L’audit externe: un moyen de preuve du licenciement
La Cour de cassation vient enfin de se prononcer sur le droit pour l’employeur de prouver la validité d’un licenciement en s’appuyant sur les conclusions d’un rapport d’audit établi à sa demande par un cabinet d’expertise comptable (Soc. 26 janvier 2016 n°14-19002).
Si une réponse affirmative semble cohérente sur un angle managérial, elle n’était pas évidente au regard de la jurisprudence qui se montre très restrictive sur l’orchestration de preuves par l’employeur.
Ainsi, la Cour de cassation écarte de longue date tous les éléments issus de dispositifs de filatures du salarié hors des locaux de l’entreprise qu’il s’agisse d’une filature par un enquêteur privé (Soc. 22 mai 1995 n°93-44078) ou par d’autres salariés de l’entreprise (Soc. 18 mars 2008 n°06-45093). La sphère de la vie privée du salarié hors de l’entreprise se trouve donc sanctuarisée.
De même, elle a écarté le constat établi par un huissier qui avait organisé un montage en diligentant des clients dans une boutique puis en contrôlant les registres de ventes et de caisses en fin de journée (Soc. 18 mars 2008 n°06-40852). Elle estime en effet qu’il s’agit d’un stratagème déloyal destiné à piéger la salariée.
La même analyse a conduit à écarter l’utilisation comme preuve de clients « mystères » adressés par l’employeur dans des boutiques ou d’enveloppes « piégées d’encre bleue» à la Poste (Soc. 4 juillet 2012 n°11-30266). La preuve doit être loyale même si le comportement du salarié ne l’a pas été tout autant …
En revanche, la jurisprudence autorise bien entendu la surveillance loyale au poste de travail soit par la hiérarchie directe soit par des équipes de contrôle dédiées (Soc. 5 novembre 2014 n°13-18427) sans qu’il soit nécessaire d’en informer préalablement les salariés ou les représentants du personnel.
Concernant les travaux d’audit réalisés par un cabinet d’expert-comptable la Cour de cassation relève que l’employeur n’a fait preuve d’aucune déloyauté à l’égard de la salariée puisque les travaux d’audit ont été conduits sans lui être cachés et qu’elle a même été sollicitée à plusieurs reprises lors de leur déroulé.

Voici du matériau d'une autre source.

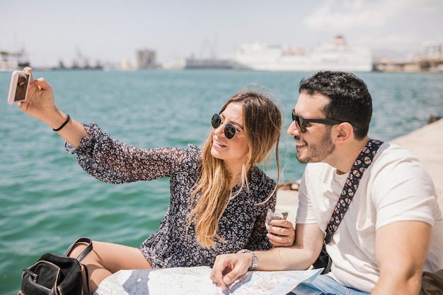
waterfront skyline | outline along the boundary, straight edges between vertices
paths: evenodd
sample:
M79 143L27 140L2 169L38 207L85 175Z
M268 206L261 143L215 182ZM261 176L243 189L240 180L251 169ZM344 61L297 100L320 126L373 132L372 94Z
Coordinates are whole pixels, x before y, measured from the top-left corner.
M424 42L443 42L442 0L23 0L1 7L0 51L23 49L33 66L69 66L79 58L117 64L144 49L159 63L222 57L242 43L309 47L337 35L403 57L419 53Z

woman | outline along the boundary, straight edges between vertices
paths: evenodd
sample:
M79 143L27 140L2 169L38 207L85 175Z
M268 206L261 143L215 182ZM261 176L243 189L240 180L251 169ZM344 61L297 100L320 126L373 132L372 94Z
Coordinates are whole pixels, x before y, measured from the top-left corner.
M202 151L190 144L187 149L147 149L128 146L94 124L71 119L55 106L45 79L30 81L28 98L18 108L70 144L68 151L77 154L87 173L113 184L171 178L166 214L139 248L93 242L83 260L93 289L122 269L212 265L219 254L292 245L289 221L274 221L281 227L270 227L270 233L265 227L267 210L275 205L276 183L256 165L275 149L279 168L282 118L263 94L244 91L229 99L212 115L213 129ZM83 248L71 255L76 257Z

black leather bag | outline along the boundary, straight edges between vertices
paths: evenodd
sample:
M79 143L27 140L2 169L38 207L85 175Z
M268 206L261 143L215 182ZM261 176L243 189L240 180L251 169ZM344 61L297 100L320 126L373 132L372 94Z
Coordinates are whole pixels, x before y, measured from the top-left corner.
M88 243L88 247L77 258L68 257L72 248L78 243ZM81 260L92 250L92 241L80 238L71 244L63 255L44 254L38 261L23 270L22 284L18 295L81 295L83 277ZM84 267L88 278L88 269Z

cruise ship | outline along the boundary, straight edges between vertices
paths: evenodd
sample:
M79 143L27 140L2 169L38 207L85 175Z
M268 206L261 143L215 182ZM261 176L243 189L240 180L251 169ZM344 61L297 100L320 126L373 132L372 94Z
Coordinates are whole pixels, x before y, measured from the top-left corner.
M348 45L340 35L328 43L307 49L263 43L243 44L235 53L232 62L235 69L255 71L372 70L371 52L365 47Z

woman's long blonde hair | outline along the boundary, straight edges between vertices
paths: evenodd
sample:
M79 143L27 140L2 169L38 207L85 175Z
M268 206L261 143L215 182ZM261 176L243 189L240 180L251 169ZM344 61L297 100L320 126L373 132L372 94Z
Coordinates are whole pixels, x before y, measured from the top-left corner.
M226 170L223 160L211 154L212 131L203 148L201 176L191 194L193 205L188 216L188 229L195 221L197 243L206 248L214 247L215 238L225 241L219 236L219 221L229 200L242 190L248 190L248 174L253 166L264 161L275 147L277 161L277 182L280 178L278 144L282 129L282 115L275 104L262 93L244 90L235 94L222 108L222 113L230 103L243 105L243 133L248 143L248 151L241 170L240 190L232 195L230 187L232 175ZM246 187L246 188L245 188ZM263 202L267 202L275 190ZM200 197L195 203L197 194Z

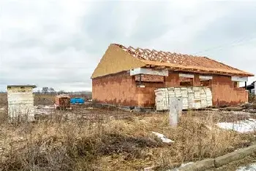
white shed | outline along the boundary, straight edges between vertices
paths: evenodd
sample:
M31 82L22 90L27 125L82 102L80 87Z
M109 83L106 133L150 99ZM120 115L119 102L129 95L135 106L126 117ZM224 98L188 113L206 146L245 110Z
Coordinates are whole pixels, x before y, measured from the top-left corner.
M34 120L33 89L35 85L8 85L8 116L10 122Z

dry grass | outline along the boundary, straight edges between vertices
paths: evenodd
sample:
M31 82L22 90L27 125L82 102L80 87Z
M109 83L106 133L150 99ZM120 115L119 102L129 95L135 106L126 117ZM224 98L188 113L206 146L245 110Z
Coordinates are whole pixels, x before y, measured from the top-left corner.
M159 170L183 162L215 157L248 146L252 134L221 130L214 116L184 114L178 127L168 125L168 116L148 116L97 122L65 121L59 116L37 123L1 125L0 170ZM157 139L163 133L175 143Z

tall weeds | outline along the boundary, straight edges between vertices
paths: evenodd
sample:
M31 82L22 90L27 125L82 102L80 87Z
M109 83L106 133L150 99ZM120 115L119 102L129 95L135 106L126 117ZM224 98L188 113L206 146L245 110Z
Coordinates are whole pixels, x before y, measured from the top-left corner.
M254 140L252 135L218 129L210 114L204 119L184 114L176 128L168 125L167 114L97 122L53 116L36 123L1 127L0 170L167 168L215 157ZM163 143L151 131L175 143Z

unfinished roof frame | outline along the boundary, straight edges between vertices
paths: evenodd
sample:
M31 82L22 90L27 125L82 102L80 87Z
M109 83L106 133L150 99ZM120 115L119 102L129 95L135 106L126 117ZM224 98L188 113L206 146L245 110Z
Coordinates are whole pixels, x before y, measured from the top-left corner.
M228 66L206 57L125 47L112 44L101 59L91 79L138 68L231 76L253 76L254 74Z

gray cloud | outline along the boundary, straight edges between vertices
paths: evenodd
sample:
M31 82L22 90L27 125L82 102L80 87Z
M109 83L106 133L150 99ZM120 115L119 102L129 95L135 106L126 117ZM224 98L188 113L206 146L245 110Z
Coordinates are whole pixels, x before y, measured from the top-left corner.
M0 6L0 90L13 84L91 90L110 43L200 52L256 71L254 1L2 0Z

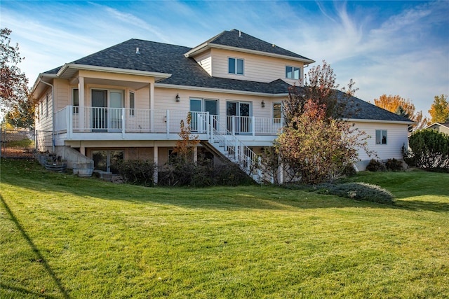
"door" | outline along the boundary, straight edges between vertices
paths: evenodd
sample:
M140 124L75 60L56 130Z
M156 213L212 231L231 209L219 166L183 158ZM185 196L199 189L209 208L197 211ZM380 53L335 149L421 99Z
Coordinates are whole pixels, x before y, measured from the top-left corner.
M206 119L206 113L209 115L218 114L218 101L216 99L190 99L190 112L192 113L192 123L190 127L192 131L202 131L206 129L208 120ZM214 121L214 128L216 127L216 121Z
M107 90L92 90L92 129L107 129Z
M109 130L121 130L121 107L123 104L123 93L121 91L109 92L109 113L108 118L108 127Z
M199 113L201 112L203 105L200 99L190 99L190 113L192 115L192 123L190 128L192 131L197 132L201 129L201 124L199 123Z
M251 131L251 103L228 101L226 103L227 130L236 134Z

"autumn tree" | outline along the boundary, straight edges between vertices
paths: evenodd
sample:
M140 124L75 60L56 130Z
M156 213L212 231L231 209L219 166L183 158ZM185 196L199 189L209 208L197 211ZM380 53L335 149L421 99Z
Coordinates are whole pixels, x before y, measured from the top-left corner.
M357 161L358 148L366 149L365 132L344 120L354 81L344 92L337 87L333 70L323 62L311 69L303 87L292 87L283 102L286 125L276 152L303 183L332 181Z
M422 111L416 111L415 104L410 99L406 99L398 95L382 95L379 99L374 99L374 104L378 107L406 117L416 123L409 127L410 131L423 129L429 125L429 119L422 115Z
M11 30L0 29L0 109L10 124L32 126L34 105L29 99L28 79L18 64L22 57L19 46L11 46Z
M434 104L430 106L429 113L432 123L449 122L449 102L448 95L435 96Z

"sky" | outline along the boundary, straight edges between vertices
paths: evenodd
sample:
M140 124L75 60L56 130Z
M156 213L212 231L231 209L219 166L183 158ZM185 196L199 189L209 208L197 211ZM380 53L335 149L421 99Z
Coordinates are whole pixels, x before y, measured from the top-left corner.
M0 1L30 85L39 74L127 41L194 47L236 29L330 64L367 102L410 99L428 116L449 95L449 1ZM305 69L307 71L307 69Z

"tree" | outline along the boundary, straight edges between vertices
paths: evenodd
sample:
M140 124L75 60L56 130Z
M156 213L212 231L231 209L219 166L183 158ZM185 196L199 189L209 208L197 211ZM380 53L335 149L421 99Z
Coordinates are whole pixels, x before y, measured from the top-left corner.
M382 109L404 116L416 123L409 126L409 131L423 129L429 125L429 119L422 115L422 111L415 112L415 105L410 99L406 99L398 95L382 95L379 99L374 99L374 104Z
M347 122L327 118L326 105L309 99L302 114L284 126L277 150L303 183L316 184L333 181L357 161L364 135Z
M449 135L434 130L422 130L410 137L411 152L405 151L404 160L423 169L449 171Z
M448 95L436 95L434 104L430 106L429 113L431 117L432 123L449 122L449 102Z
M357 148L367 151L368 137L344 120L355 92L354 81L347 92L337 90L335 75L324 61L308 75L304 87L292 87L283 102L286 125L276 148L295 177L314 184L341 175L358 160Z
M32 127L34 104L29 99L28 79L18 64L22 62L18 44L11 46L11 30L0 29L0 109L11 125Z

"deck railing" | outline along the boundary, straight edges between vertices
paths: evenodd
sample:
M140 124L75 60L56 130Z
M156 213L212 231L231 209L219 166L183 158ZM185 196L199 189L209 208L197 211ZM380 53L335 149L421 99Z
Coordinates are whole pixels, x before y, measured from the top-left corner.
M186 122L187 111L129 108L74 107L67 106L55 115L56 133L122 132L179 133L180 122ZM191 112L192 132L208 133L212 127L233 134L276 135L281 127L281 118L254 116L214 116ZM216 123L223 125L217 127Z

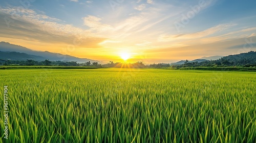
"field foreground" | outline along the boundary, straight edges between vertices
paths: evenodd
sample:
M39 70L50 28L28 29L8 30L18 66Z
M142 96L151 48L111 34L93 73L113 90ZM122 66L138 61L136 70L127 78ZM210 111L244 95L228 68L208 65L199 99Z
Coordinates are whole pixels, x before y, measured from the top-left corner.
M256 73L0 70L3 142L256 142Z

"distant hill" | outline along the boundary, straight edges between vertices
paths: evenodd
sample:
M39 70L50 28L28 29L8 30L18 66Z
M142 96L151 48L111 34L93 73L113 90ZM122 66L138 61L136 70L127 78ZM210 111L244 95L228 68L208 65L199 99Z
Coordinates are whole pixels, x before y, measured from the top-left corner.
M201 58L199 58L199 59L204 59L204 60L219 60L219 59L223 57L223 56L210 56L210 57L203 57Z
M195 60L194 60L195 61ZM225 66L242 66L244 67L256 67L256 52L251 51L246 53L229 55L223 57L216 60L206 60L205 61L193 63L189 61L181 61L175 63L172 63L173 67L225 67ZM177 63L178 64L177 64ZM181 64L181 63L182 63Z
M46 58L42 57L29 55L16 52L0 51L0 59L12 61L26 61L27 60L44 61Z
M246 53L229 55L222 57L216 61L232 65L256 64L256 52L251 51Z
M196 60L193 60L193 61L188 61L189 62L198 62L200 63L200 62L205 62L205 61L209 61L209 60L205 60L205 59L196 59ZM178 62L176 62L176 63L172 63L172 65L183 64L185 63L185 61L186 61L186 60L181 60L181 61L178 61Z
M51 53L48 51L36 51L20 45L10 44L8 42L0 42L0 51L9 52L5 57L0 56L0 59L33 59L36 61L42 61L46 59L50 61L77 61L78 63L84 63L89 61L91 62L100 62L99 61L87 59L79 58L68 55ZM10 53L15 52L15 53ZM19 54L18 54L19 53ZM2 53L3 54L4 53ZM4 58L5 57L5 58Z

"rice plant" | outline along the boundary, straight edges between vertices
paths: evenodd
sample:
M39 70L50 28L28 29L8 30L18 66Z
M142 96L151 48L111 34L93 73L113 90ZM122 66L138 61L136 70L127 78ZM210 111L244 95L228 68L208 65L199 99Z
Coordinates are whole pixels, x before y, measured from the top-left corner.
M256 142L256 73L5 69L1 142Z

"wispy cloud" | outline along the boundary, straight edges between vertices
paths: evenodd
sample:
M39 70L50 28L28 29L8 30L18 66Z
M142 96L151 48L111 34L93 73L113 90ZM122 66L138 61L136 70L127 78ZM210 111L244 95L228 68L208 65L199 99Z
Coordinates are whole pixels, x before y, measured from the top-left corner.
M49 43L74 44L78 39L79 46L84 47L98 47L98 43L104 39L89 30L85 30L65 24L65 21L49 17L40 12L24 9L13 16L16 7L0 8L0 18L8 17L13 21L7 28L4 20L0 22L0 37L26 39Z
M137 7L135 7L134 9L139 11L142 11L145 8L146 8L146 5L141 4Z
M146 2L148 4L152 4L153 3L153 0L147 0Z
M106 31L113 30L113 28L106 24L102 23L100 22L101 18L92 15L88 15L83 17L83 25L91 28L91 30L97 31L98 32L104 32Z
M214 34L218 32L221 32L230 28L231 27L237 25L236 23L223 23L217 26L211 27L205 30L189 34L181 34L179 35L161 35L158 38L159 41L172 41L176 40L177 39L198 39L207 36Z

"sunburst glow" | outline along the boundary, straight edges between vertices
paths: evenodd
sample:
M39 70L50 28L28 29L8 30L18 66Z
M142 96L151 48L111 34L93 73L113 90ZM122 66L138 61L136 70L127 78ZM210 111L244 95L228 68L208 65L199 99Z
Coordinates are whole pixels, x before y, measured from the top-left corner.
M123 60L126 61L127 59L130 59L130 55L129 53L123 53L121 54L120 55L121 58L122 58Z

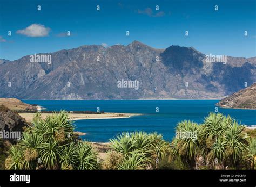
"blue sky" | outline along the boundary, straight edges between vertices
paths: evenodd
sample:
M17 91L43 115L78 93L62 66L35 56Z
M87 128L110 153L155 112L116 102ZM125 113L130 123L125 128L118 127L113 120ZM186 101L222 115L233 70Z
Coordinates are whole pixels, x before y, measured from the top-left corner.
M14 60L85 45L126 45L134 40L157 48L192 46L206 54L253 57L255 3L254 0L1 0L0 59Z

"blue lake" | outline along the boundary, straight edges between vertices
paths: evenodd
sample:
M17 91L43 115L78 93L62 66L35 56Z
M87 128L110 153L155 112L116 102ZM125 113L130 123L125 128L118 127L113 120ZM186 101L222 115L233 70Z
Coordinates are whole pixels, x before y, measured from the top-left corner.
M83 120L74 121L76 131L87 133L82 136L91 141L107 142L122 132L157 132L171 140L178 121L187 119L201 123L207 114L215 110L218 100L23 100L37 104L47 110L96 111L142 113L129 118ZM156 107L159 112L156 112ZM218 112L230 115L242 124L256 124L256 110L218 108Z

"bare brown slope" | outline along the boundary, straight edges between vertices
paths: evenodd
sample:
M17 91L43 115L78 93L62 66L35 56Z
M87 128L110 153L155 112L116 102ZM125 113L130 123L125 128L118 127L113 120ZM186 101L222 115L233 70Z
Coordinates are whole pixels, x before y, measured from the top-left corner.
M15 98L0 98L0 105L2 105L14 111L37 110L36 107L24 103Z
M223 107L256 109L256 83L220 100Z

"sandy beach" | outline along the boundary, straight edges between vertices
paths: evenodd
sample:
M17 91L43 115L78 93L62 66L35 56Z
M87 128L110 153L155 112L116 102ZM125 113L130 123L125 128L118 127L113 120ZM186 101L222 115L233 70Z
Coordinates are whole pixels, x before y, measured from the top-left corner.
M28 121L31 121L35 115L34 113L18 113L19 115L25 118ZM45 119L47 116L52 116L51 113L41 114L43 119ZM117 119L130 118L131 116L141 115L136 113L108 113L105 112L102 114L83 114L83 113L69 113L69 117L72 120L79 120L83 119Z

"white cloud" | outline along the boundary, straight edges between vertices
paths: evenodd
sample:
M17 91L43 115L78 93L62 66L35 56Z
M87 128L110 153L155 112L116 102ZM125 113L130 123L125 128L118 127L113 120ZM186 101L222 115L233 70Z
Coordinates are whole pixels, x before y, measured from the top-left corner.
M6 42L6 40L3 38L3 37L0 35L0 42Z
M109 46L109 45L107 45L107 44L106 44L106 43L102 43L102 46L105 48L106 48Z
M50 28L45 27L44 25L33 24L25 29L17 31L17 33L31 37L45 37L48 35L50 30Z
M150 8L146 8L144 10L138 9L138 13L139 14L146 15L149 17L162 17L165 15L165 13L163 11L155 11L153 12L153 10Z

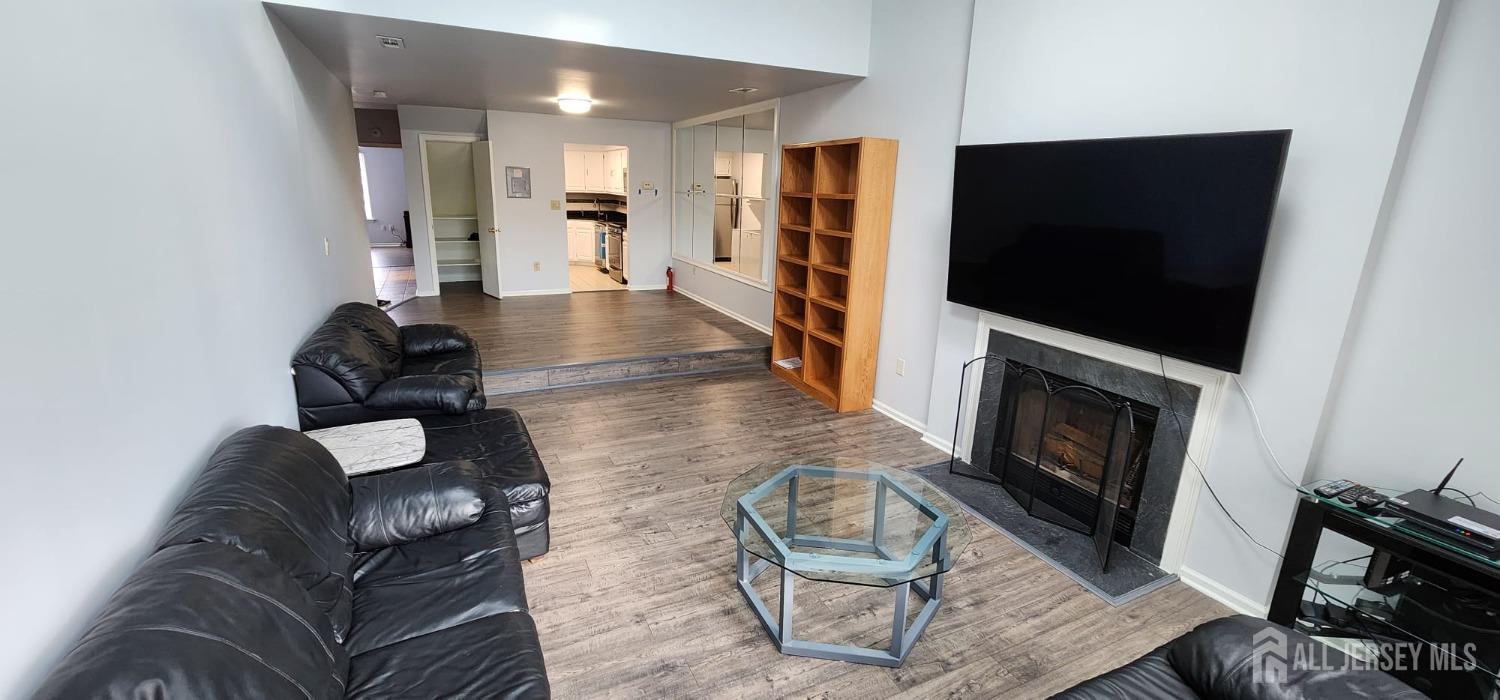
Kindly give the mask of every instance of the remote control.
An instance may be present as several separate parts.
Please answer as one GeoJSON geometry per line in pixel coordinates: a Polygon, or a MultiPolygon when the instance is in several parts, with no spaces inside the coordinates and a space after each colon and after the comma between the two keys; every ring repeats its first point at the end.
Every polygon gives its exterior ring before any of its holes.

La loyauté étant établie et les investigations n’ayant porté que sur la sphère professionnelle, le moyen de preuve est jugé recevable.
La Cour écarte sans grand détail le raisonnement consistant à considérer que l’audit était une collecte d’information personnelle sur une salariée et qu’elle aurait donc dû en être informée préalablement. La finalité de l’audit était manifestement une appréciation beaucoup plus large de la gestion et du fonctionnement d’un service et ne pouvait donc s’analyser comme un dispositif de collecte d’informations sur une salariée donnée.
Le rapport d’audit est donc reconnu comme un moyen de preuve solide dès lors qu’il est établi en toute transparence vis-à-vis du salarié par un professionnel indépendant.